JRA重賞『エルムS』(GⅢ)映画評論家・秋本鉄次の“ざっくり”予想! 
(C)JRA

先週のクイーンSは、わが軸馬マジックキャッスルは2着となり、ルメール御大が満を持して乗ってきたテルツェットが勝利した。

馬連は一応本線。ただこの630円だけでは歓べないが、3着に大野騎乗の8番人気サトノセシルが突っ込んで来て、3連複3910円をつける好配当。これで堂々たるプラス決算となり、〝映画馬券〟で取り上げた映画題名『セシルの歓び』の字面そのもの、僕としては〝テツジの歓び〟(何じゃそれ?)、よっしゃ!であった。

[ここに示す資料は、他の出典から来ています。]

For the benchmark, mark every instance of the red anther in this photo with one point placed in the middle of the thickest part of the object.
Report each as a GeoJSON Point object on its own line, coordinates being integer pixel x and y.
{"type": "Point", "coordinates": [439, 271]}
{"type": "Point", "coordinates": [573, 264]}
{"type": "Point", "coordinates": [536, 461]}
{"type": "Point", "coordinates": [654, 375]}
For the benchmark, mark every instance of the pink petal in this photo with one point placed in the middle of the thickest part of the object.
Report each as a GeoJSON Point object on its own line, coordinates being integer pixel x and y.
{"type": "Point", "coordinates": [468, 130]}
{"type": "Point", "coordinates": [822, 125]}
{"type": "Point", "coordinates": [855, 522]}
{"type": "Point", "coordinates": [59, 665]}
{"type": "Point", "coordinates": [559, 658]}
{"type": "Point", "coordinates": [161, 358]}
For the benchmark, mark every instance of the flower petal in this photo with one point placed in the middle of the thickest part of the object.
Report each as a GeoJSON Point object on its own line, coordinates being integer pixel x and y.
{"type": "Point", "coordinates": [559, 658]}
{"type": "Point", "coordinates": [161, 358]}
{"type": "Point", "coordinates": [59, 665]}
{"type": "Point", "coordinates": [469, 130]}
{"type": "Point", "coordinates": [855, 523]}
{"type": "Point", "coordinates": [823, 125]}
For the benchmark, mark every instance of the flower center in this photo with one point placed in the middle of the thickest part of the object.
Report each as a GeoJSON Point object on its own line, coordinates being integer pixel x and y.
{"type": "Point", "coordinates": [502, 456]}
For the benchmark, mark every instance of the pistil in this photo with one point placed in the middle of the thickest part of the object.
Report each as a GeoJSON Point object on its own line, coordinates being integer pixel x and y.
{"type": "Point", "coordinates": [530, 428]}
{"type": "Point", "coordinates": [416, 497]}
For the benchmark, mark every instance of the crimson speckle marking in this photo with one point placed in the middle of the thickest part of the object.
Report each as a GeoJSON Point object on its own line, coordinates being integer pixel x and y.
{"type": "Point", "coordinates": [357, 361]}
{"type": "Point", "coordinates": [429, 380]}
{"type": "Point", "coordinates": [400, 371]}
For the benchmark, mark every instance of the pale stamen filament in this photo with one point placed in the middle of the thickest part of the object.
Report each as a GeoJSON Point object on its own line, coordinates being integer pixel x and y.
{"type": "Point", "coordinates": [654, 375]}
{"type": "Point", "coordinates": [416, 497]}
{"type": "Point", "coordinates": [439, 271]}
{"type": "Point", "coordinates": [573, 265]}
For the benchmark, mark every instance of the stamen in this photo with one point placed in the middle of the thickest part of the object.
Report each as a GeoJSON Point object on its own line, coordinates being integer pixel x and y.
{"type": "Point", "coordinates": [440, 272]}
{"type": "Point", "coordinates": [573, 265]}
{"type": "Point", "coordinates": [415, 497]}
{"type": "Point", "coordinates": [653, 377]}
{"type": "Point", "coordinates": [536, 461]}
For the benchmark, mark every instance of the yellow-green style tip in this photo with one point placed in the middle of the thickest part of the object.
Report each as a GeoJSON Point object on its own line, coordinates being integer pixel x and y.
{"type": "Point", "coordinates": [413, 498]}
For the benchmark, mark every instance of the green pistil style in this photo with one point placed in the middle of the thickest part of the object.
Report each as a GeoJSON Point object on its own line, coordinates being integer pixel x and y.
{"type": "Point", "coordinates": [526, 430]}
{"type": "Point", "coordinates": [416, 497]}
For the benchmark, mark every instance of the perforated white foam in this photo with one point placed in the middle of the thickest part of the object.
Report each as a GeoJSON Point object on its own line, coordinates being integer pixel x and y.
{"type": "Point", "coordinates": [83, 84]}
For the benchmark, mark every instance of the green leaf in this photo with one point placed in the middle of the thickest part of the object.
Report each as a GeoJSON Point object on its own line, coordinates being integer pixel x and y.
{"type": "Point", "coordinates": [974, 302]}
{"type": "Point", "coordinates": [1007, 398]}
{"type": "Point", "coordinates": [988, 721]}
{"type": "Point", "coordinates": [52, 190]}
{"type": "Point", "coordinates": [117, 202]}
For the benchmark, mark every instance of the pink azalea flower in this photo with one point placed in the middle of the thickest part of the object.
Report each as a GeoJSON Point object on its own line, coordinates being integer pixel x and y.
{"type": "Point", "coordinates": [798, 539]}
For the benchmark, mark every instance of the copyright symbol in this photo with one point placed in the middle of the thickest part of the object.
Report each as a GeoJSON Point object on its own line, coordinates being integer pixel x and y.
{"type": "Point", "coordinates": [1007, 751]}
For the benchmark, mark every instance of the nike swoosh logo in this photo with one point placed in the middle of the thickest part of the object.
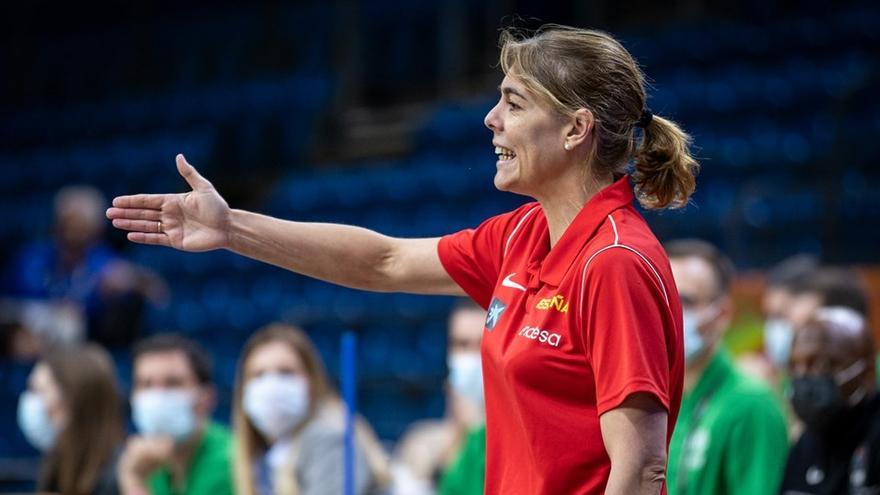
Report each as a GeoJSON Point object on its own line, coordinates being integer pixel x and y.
{"type": "Point", "coordinates": [510, 283]}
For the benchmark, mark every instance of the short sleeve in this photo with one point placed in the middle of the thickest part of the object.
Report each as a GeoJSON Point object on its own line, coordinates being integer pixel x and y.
{"type": "Point", "coordinates": [627, 328]}
{"type": "Point", "coordinates": [473, 257]}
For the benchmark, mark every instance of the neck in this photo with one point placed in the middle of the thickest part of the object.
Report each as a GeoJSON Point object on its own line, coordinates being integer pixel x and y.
{"type": "Point", "coordinates": [568, 195]}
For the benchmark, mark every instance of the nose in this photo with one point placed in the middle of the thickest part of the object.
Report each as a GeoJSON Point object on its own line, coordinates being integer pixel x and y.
{"type": "Point", "coordinates": [492, 121]}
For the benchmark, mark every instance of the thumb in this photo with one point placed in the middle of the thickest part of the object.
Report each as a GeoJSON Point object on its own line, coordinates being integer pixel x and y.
{"type": "Point", "coordinates": [192, 177]}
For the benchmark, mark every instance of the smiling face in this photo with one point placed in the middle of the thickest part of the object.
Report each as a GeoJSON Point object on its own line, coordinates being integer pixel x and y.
{"type": "Point", "coordinates": [529, 139]}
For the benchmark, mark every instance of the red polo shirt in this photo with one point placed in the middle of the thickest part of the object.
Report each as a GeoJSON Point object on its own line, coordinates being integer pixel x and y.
{"type": "Point", "coordinates": [571, 332]}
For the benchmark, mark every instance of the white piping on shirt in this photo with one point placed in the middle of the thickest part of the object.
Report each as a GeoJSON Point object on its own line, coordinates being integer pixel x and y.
{"type": "Point", "coordinates": [617, 244]}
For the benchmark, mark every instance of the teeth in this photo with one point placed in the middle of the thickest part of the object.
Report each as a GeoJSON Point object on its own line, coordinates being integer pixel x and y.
{"type": "Point", "coordinates": [504, 153]}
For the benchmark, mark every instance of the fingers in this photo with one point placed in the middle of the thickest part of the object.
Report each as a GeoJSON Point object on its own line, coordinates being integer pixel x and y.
{"type": "Point", "coordinates": [152, 201]}
{"type": "Point", "coordinates": [148, 238]}
{"type": "Point", "coordinates": [195, 181]}
{"type": "Point", "coordinates": [134, 214]}
{"type": "Point", "coordinates": [148, 226]}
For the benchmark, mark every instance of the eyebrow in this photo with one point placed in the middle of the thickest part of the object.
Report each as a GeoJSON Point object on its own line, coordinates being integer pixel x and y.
{"type": "Point", "coordinates": [507, 91]}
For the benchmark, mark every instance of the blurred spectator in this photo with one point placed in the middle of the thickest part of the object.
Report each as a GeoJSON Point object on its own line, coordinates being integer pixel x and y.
{"type": "Point", "coordinates": [731, 435]}
{"type": "Point", "coordinates": [797, 289]}
{"type": "Point", "coordinates": [833, 391]}
{"type": "Point", "coordinates": [179, 449]}
{"type": "Point", "coordinates": [454, 447]}
{"type": "Point", "coordinates": [778, 297]}
{"type": "Point", "coordinates": [290, 425]}
{"type": "Point", "coordinates": [78, 271]}
{"type": "Point", "coordinates": [72, 411]}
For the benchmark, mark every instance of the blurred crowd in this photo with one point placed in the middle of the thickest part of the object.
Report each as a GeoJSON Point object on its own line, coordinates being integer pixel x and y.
{"type": "Point", "coordinates": [800, 415]}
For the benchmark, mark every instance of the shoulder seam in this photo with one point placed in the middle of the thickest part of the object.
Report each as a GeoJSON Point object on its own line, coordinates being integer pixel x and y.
{"type": "Point", "coordinates": [617, 244]}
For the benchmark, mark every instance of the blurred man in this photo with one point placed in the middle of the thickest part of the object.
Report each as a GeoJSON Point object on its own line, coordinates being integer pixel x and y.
{"type": "Point", "coordinates": [796, 290]}
{"type": "Point", "coordinates": [79, 273]}
{"type": "Point", "coordinates": [431, 449]}
{"type": "Point", "coordinates": [178, 449]}
{"type": "Point", "coordinates": [777, 299]}
{"type": "Point", "coordinates": [833, 391]}
{"type": "Point", "coordinates": [731, 434]}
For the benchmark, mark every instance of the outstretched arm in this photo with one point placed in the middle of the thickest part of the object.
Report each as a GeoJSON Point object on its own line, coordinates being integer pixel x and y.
{"type": "Point", "coordinates": [200, 220]}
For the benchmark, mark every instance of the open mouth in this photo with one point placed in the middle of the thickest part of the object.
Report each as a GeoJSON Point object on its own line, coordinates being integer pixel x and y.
{"type": "Point", "coordinates": [504, 153]}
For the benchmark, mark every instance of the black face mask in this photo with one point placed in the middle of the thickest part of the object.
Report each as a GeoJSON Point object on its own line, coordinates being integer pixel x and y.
{"type": "Point", "coordinates": [816, 399]}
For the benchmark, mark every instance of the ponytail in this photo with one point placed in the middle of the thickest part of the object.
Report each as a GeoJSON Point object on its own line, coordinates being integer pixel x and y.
{"type": "Point", "coordinates": [665, 170]}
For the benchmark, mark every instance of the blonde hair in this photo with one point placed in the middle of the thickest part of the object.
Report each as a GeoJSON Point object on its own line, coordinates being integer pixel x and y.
{"type": "Point", "coordinates": [250, 444]}
{"type": "Point", "coordinates": [573, 68]}
{"type": "Point", "coordinates": [87, 379]}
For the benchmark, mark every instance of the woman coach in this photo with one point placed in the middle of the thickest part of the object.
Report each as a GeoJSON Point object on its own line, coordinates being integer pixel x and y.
{"type": "Point", "coordinates": [582, 350]}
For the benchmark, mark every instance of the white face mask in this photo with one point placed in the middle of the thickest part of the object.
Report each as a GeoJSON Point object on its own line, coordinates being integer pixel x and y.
{"type": "Point", "coordinates": [34, 421]}
{"type": "Point", "coordinates": [466, 375]}
{"type": "Point", "coordinates": [164, 412]}
{"type": "Point", "coordinates": [778, 336]}
{"type": "Point", "coordinates": [694, 342]}
{"type": "Point", "coordinates": [275, 403]}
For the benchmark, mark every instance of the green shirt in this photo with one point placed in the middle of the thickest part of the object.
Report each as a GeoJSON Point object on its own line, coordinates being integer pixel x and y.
{"type": "Point", "coordinates": [209, 473]}
{"type": "Point", "coordinates": [466, 474]}
{"type": "Point", "coordinates": [730, 437]}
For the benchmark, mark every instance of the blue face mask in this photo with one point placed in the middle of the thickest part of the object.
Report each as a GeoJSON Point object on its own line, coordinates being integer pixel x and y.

と同時に反省もしなくちゃいけない。先週の文中で「1番人気馬に1、2枠をからめりゃだいたい取れる…」と、〝ざっくりし過ぎた〟予想をして、読者を惑わせたことだ。1枠のクラヴァシュドールは少し惜しかったけどね(5着)。データに溺れ過ぎず、今後とも予想は真面目に取り組みますので、どうぞお見捨てなきよう。

それにしても〝夏休み明け〟のルメール御大は、テッポウ駆けするなあ。テン乗りも走るしね。「彼女(テルツェット)ハ成長シテル。秋ガ楽シミ』と流暢な日本語で語っていた。個人的には、川田や松山や福永にリーディングを取ってほしいのだが、ルメール御大の牙城は当分堅いのか。2位につけている川田に20勝前後の差を付け、独走状態なのだから仕方がない。時々行う〝ルメール蹴り〟は慎重に(函館記念のカフェファラオみたいに自信を持って消せる例は、1年で、そう多くはない)、と肝に銘じた次第だ。

さて、五輪は閉幕に近づいても、コロナが収束からまた遠ざかっても、競馬は続く。緊急事態宣言下でも平然と(?)〝現金競馬〟を売って下さるJRAサマに改めて感謝致します。我々、アナログ馬券派のささやかな楽しみを奪わねえで下せえやし、と卑屈になってお願いしたりして。今週の日曜は函館、新潟で各々ダート重賞があるが、JRAで唯一のダート1700メートル重賞であるエルムSを、その貴重さからチョイス、と値打ちを付けて言っているが、本音は、クイーンSを馬連3連複とも当てたことだし、縁起が良いので今週も函館にしよう、と決めただけの話。根が単純だからね。

レース名で思い出す『エルム街の悪夢』

先々週のアイビスSD、先週のクイーンSほどではないが、このエルムSもまた1番人気は堅実の部類(この10年で馬券対象7回!)、特にマリーンS組好走馬は、かなり信頼が置ける。まず1番人気は③アメリカンシードか、⑦ソリストサンダーか。鞍上は各々名手ルメール&戸崎。先週のクイーンSの再現か。マリーンS組では、1着のスワーヴアラミスは敢えて消して、2着⑬オメガレインボーをチョイス。あとは前走は案外だったが、実績上位の⑤タイムフライヤー。さらに、ロード2頭⑪⑫も少々気になる。

〝映画馬券〟は、タイトルのエルムSから『エルム街の悪夢』(84年)を無理なく思い出してしまう。〝13金〟のジェイソンと並ぶ殺人鬼キャラのフレディが、悪夢の中で美女を恐怖に陥れる、という設定で大ヒットしてシリーズ化、〝13金〟と数を競うほど作られた。ということで、納涼ホラー・スリラー気分を連想させる馬をピックアップ。まずアメリカンシードから『デモン・シード』(77年)を。ジュリー・クリスティー主演で、バイオ・コンピューターに支配される未来を描いたSFスリラーだった。このコンピューターが意外とエッチなのが笑える。あとはロードブレス、ロードゴラッソから『ロード・キラー』(01年)を。旅する若者3人組を襲う謎の大型トラックの恐怖を描く〝激突!〟タイプのアクション・ホラーで、どちらも拾い物の面白さがありますぞ。

買い目は…馬連&3連複で③⑤⑦⑪⑬のボックス、馬連③⑫、⑦⑫、⑫⑬、3連複③⑦⑫、⑦⑫⑬、③⑫⑬も。以上馬連13点、3連複13点。冷やし中華を食べる気分で(?)、サラッと勝負したい!

秋本鉄次
映画評論家。〝飲む・打つ・観る〟〝映画は女優で観る〟をモットーに、娯楽映画、中でも金髪女優の評論にかけては業界随一。著書に『パツキン一筋50年 パツキンとカラダを目当てに映画を見続けた男』(キネマ旬報社)など。